Brackish water body in the Netherlands partly isolated from the North Sea by a levee

The Grevelingen or Grevelingenmeer (Lake Grevelingen) is a closed off part of the Rhine-Meuse estuary on the border of the Dutch provinces of South Holland and Zeeland.

It is situated between the islands of Goeree-Overflakkee (South Holland) and Schouwen-Duiveland (Zeeland) and was closed off as part of the Delta Works, a huge engineering project designed to protect the southwestern part of the Netherlands from flooding. The Brouwersdam, a dike connecting the two islands on the west, closes off the Grevelingen from the North Sea. The Grevelingendam, the dike on the east, blocks the inflow of the Rhine and Meuse water.

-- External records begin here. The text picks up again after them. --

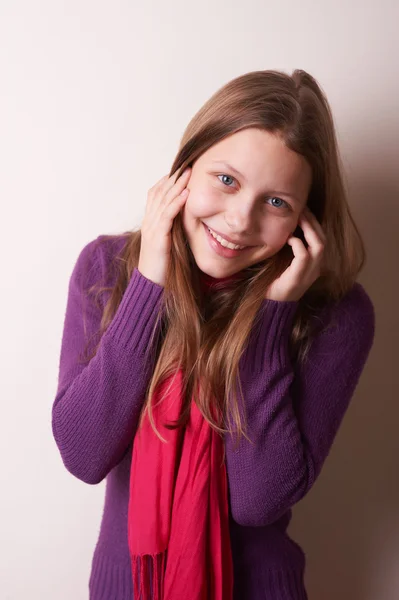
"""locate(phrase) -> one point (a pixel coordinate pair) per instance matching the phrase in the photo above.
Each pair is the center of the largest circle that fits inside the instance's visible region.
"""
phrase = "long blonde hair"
(207, 339)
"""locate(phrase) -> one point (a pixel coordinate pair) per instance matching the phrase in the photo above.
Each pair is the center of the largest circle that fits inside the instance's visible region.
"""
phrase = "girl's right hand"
(164, 201)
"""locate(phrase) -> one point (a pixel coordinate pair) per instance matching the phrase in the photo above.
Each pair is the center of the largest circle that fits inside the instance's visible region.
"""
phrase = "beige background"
(94, 98)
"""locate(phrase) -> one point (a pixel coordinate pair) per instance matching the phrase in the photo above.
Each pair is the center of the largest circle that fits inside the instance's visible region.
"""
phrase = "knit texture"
(293, 413)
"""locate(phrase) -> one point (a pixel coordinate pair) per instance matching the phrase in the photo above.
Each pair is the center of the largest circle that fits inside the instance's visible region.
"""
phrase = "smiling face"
(250, 189)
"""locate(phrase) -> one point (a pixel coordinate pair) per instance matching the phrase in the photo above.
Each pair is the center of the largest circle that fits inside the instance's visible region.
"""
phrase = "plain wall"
(94, 98)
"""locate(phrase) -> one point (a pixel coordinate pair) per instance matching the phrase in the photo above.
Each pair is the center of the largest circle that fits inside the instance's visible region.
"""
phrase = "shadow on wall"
(348, 525)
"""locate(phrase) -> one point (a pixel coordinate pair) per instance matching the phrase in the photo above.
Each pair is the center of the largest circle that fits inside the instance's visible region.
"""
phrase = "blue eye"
(279, 199)
(227, 177)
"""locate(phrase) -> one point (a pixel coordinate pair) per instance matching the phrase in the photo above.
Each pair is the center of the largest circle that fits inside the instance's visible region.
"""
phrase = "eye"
(279, 200)
(226, 177)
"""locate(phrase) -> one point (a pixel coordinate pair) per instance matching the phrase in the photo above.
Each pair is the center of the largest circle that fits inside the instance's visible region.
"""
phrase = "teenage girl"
(208, 359)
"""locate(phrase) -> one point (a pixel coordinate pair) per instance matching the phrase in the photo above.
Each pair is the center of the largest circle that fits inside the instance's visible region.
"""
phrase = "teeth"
(224, 242)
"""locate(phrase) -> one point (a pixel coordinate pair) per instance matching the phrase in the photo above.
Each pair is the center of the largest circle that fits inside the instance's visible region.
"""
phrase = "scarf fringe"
(148, 571)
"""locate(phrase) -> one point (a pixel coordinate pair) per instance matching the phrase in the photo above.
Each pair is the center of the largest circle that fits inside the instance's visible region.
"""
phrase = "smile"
(224, 242)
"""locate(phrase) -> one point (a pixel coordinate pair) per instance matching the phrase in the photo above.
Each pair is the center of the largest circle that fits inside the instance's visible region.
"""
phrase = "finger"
(169, 211)
(315, 222)
(158, 183)
(301, 256)
(177, 188)
(174, 180)
(315, 243)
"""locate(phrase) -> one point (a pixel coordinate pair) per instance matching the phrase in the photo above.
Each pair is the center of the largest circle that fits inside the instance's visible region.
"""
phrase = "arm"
(294, 412)
(97, 404)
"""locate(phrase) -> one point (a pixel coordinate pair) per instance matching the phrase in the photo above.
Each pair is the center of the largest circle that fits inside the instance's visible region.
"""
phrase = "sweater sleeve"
(97, 404)
(294, 411)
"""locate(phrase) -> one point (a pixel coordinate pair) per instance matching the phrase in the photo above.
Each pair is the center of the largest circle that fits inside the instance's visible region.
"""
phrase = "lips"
(227, 238)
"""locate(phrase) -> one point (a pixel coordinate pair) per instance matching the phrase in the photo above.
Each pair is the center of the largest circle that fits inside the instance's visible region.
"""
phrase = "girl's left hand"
(306, 265)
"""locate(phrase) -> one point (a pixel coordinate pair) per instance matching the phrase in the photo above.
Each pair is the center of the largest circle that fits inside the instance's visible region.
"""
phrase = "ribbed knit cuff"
(135, 317)
(271, 343)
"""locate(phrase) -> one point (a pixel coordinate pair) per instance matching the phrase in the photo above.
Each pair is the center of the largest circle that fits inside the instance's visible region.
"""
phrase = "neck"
(208, 281)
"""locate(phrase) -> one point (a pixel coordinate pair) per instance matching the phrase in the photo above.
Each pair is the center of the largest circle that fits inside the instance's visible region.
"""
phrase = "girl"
(208, 359)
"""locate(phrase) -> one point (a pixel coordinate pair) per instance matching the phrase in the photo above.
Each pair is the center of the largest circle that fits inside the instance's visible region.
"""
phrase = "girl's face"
(250, 189)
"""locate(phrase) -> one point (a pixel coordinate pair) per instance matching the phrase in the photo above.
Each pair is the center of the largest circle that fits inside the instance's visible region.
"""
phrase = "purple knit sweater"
(293, 412)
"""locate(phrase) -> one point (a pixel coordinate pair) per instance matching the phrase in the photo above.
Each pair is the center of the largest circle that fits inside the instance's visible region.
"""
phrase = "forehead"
(262, 158)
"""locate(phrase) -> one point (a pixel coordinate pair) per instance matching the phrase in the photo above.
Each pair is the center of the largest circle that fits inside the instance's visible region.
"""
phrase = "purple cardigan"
(294, 413)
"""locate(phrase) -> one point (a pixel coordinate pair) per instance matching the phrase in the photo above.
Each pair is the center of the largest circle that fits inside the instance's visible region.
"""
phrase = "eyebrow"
(236, 172)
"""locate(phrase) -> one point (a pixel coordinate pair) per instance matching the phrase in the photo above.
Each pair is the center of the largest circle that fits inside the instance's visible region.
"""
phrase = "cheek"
(276, 231)
(203, 201)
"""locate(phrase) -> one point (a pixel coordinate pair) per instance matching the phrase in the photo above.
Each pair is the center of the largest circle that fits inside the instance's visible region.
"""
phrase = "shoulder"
(95, 259)
(349, 323)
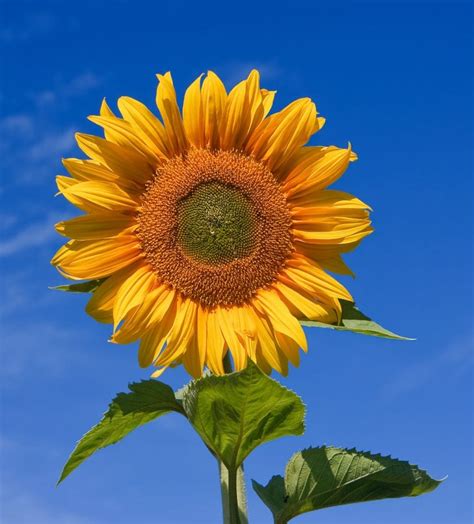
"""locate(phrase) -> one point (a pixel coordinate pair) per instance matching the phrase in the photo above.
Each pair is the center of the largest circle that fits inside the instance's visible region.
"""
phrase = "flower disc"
(211, 229)
(215, 226)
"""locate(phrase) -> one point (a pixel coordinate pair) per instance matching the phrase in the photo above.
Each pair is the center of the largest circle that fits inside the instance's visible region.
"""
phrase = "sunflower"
(210, 230)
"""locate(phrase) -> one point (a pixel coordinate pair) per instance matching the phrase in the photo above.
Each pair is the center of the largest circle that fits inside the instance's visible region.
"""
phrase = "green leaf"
(354, 320)
(147, 401)
(321, 477)
(235, 413)
(83, 287)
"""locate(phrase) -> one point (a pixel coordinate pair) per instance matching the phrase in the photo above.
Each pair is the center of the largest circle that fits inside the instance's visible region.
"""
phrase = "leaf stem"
(233, 493)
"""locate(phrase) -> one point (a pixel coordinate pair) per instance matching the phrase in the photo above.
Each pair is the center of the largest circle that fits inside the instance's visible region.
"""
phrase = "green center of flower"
(216, 224)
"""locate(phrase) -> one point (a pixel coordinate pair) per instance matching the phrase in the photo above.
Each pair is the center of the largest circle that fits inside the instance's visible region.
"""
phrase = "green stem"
(234, 498)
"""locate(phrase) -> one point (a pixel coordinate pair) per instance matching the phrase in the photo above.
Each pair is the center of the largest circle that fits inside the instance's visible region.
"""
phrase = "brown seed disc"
(215, 225)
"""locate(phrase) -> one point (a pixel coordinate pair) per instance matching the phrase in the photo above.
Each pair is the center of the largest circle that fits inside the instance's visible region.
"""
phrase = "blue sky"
(395, 79)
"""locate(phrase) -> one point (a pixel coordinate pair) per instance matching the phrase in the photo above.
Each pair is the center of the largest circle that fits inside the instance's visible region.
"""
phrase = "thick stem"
(234, 497)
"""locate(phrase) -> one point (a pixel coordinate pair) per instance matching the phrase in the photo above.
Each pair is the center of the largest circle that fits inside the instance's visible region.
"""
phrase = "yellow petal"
(212, 341)
(192, 114)
(312, 278)
(244, 112)
(280, 317)
(306, 307)
(96, 226)
(192, 359)
(317, 171)
(124, 161)
(133, 292)
(279, 136)
(214, 97)
(90, 259)
(154, 308)
(146, 125)
(105, 109)
(90, 170)
(267, 347)
(100, 196)
(120, 132)
(181, 332)
(267, 100)
(153, 341)
(100, 306)
(168, 106)
(229, 323)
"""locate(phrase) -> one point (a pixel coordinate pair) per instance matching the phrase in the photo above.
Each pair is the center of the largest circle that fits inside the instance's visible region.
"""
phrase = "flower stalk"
(233, 492)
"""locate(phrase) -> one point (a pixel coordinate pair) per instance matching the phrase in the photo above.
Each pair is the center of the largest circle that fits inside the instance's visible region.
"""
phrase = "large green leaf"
(235, 413)
(147, 401)
(318, 478)
(83, 287)
(354, 320)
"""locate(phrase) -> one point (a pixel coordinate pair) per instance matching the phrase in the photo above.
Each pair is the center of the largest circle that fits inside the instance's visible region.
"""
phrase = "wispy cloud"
(20, 355)
(62, 90)
(31, 142)
(31, 26)
(32, 235)
(456, 359)
(21, 507)
(234, 72)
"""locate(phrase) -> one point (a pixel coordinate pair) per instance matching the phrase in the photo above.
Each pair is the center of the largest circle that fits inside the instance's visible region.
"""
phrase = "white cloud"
(453, 361)
(25, 508)
(32, 235)
(31, 26)
(51, 145)
(63, 90)
(234, 72)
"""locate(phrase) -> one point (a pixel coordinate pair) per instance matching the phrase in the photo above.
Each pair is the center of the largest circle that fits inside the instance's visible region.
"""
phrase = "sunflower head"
(212, 228)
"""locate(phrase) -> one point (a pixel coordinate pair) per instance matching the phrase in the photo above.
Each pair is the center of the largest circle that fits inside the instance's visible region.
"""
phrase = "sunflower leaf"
(83, 287)
(235, 413)
(146, 401)
(322, 477)
(354, 320)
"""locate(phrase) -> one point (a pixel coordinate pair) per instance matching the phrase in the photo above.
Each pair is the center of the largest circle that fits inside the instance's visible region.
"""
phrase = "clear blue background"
(393, 78)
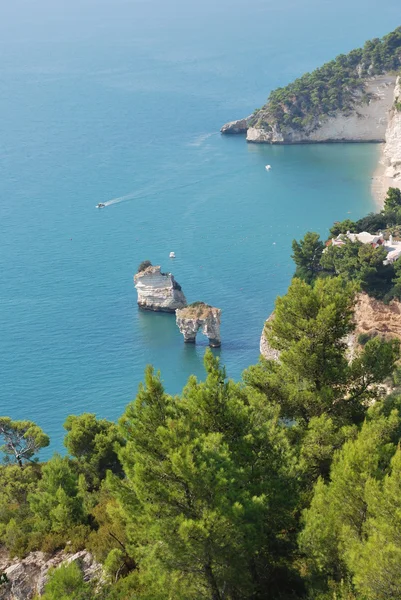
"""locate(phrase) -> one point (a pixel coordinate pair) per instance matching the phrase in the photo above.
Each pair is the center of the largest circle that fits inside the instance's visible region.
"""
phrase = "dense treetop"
(337, 85)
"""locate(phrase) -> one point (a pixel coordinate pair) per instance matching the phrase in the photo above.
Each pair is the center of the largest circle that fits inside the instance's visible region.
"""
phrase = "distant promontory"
(346, 100)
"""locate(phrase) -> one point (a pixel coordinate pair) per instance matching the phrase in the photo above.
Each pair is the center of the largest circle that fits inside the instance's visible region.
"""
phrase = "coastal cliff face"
(240, 126)
(158, 291)
(372, 317)
(200, 316)
(367, 122)
(392, 149)
(28, 577)
(266, 350)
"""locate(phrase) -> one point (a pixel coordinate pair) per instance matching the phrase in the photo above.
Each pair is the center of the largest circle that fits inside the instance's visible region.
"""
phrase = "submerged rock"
(200, 316)
(158, 291)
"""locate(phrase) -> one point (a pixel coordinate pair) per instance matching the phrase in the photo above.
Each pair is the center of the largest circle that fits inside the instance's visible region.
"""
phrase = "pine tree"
(313, 375)
(209, 490)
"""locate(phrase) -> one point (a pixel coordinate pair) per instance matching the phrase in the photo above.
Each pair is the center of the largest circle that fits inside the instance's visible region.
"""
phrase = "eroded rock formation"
(240, 126)
(28, 577)
(199, 316)
(392, 149)
(366, 122)
(372, 317)
(265, 349)
(158, 291)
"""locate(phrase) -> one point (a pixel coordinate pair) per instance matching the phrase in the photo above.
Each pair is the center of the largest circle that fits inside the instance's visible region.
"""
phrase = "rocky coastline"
(388, 172)
(26, 578)
(200, 316)
(366, 123)
(158, 291)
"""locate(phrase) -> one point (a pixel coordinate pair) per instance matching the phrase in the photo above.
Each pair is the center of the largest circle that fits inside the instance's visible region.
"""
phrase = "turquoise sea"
(106, 98)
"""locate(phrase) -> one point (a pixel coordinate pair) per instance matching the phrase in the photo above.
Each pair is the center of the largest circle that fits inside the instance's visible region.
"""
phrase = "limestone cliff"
(392, 149)
(367, 122)
(158, 291)
(240, 126)
(200, 316)
(345, 100)
(265, 349)
(372, 317)
(28, 577)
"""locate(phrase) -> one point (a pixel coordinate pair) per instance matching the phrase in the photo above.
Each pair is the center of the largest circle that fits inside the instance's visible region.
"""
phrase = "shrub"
(144, 265)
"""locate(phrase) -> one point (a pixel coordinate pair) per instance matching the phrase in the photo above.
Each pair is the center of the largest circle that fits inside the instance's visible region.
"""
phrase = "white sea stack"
(158, 291)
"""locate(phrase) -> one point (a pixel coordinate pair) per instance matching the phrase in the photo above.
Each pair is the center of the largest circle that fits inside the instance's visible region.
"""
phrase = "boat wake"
(151, 193)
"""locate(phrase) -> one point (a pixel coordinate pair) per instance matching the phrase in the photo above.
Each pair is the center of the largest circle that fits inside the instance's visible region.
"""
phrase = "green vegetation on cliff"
(276, 487)
(337, 85)
(354, 261)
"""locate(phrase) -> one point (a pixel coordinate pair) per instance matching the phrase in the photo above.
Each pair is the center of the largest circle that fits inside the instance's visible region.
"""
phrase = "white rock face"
(367, 122)
(239, 126)
(392, 149)
(158, 291)
(28, 577)
(266, 350)
(206, 318)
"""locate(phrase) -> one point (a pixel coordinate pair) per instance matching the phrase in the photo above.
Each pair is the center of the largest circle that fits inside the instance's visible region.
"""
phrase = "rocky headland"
(199, 316)
(158, 291)
(345, 100)
(372, 318)
(27, 577)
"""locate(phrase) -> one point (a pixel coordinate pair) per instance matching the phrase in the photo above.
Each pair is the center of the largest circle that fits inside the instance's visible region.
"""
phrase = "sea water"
(124, 99)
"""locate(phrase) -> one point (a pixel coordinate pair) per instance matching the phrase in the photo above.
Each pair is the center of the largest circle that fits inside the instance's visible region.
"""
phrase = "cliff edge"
(345, 100)
(392, 149)
(200, 316)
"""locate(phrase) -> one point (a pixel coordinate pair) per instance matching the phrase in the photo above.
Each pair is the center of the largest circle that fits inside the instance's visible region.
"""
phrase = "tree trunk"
(212, 582)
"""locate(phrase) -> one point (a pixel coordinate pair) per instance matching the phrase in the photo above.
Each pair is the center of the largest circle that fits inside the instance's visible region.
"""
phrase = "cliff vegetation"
(354, 261)
(336, 86)
(211, 495)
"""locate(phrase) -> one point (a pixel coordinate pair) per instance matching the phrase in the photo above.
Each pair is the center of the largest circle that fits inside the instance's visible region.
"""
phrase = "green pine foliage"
(336, 86)
(283, 486)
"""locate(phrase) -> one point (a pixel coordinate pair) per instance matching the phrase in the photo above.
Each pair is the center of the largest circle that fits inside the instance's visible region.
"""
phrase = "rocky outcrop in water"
(240, 126)
(28, 577)
(199, 316)
(367, 122)
(158, 291)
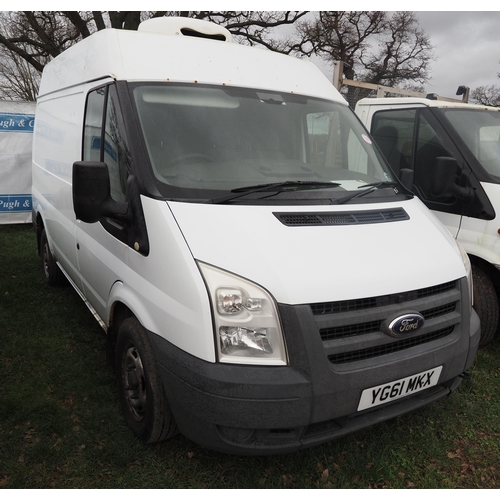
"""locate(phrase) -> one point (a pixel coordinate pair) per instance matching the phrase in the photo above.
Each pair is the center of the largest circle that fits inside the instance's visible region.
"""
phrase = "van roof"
(153, 55)
(421, 101)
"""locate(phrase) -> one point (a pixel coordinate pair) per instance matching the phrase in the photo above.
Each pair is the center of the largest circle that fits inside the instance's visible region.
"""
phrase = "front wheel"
(142, 396)
(53, 275)
(485, 304)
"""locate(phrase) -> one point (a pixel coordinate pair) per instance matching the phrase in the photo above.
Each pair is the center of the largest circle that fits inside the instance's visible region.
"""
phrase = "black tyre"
(53, 275)
(142, 396)
(485, 304)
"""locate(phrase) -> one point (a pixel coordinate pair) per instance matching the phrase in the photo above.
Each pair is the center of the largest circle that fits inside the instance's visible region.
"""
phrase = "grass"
(61, 425)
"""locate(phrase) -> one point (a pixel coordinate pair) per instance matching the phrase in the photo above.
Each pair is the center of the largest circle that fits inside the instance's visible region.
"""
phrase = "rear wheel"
(142, 396)
(485, 304)
(53, 275)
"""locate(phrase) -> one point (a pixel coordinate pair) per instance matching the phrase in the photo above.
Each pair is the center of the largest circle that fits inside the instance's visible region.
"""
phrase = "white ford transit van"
(265, 283)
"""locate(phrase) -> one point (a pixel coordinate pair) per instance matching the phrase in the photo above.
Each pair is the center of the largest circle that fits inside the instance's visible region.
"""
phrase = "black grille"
(380, 350)
(341, 218)
(374, 326)
(354, 330)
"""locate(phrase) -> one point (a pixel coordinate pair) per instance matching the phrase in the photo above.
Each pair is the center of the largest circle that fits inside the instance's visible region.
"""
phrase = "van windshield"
(480, 130)
(207, 139)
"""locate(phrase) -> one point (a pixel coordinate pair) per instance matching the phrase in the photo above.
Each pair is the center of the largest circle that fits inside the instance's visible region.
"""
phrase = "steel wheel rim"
(134, 383)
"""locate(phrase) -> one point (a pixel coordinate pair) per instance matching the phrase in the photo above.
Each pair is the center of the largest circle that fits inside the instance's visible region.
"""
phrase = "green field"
(61, 424)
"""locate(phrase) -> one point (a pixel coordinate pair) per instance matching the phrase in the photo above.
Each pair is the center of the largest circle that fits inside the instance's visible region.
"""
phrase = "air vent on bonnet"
(341, 218)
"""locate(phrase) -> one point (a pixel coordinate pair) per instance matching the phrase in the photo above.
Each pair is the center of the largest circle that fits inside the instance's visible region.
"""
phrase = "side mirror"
(444, 180)
(406, 178)
(91, 193)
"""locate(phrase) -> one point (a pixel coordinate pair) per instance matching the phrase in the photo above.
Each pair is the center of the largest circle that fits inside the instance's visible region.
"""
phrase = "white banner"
(16, 134)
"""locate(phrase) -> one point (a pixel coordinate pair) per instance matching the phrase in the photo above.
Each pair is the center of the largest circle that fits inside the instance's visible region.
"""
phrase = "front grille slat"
(397, 346)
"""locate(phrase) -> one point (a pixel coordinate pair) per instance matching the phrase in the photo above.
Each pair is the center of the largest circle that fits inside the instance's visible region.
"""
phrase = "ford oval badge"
(405, 324)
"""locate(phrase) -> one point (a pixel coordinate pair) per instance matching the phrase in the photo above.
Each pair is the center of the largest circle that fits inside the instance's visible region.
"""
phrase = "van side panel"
(56, 141)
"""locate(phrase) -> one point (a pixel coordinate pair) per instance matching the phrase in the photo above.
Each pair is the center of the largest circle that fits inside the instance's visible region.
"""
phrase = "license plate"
(397, 389)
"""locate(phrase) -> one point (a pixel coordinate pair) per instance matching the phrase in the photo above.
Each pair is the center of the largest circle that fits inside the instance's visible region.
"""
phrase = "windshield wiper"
(380, 184)
(274, 186)
(358, 194)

Since its closure in 1971, the saltwater of the Grevelingen slowly started to become brackish due to rainwater and excess polderwater from the islands, but the Dutch changed their mind and decided that they wanted to preserve the saline biotope. Therefore, in 1978 a sluice was created under the Brouwersdam, partially restoring and maintaining the saline character of the Grevelingen.

Nevertheless, the water body life remains affected by the changes in water salinity, in the transport of sediments, and by a deficit in oxygen in deep water, caused by the levee since 1971. Benthic life (mussels, oysters and many fixed organisms) is rich in the shallow waters in the photic zone, but the deep sediments are less conducive to marine life, and fishes in open water are rarely observed during diving.

The Brouwerssluis is open all year round except during storm floods. Brouwerssluis is the home of a seal colony subsisting on fish transported by the seawater stream entering the water body during high tide.

Connexxion bus service 104 crosses the Brouwersdam, bus service 133 (and others) the Grevelingendam.

The Grevelingenmeer is the largest saltwater water body in Europe and a popular place for holidays and water sports (sailing, surfing, diving).

==Trivia==
Professional freestyle windsurfer Steven Van Broeckhoven refers to the Grevelingenmeer as his homespot.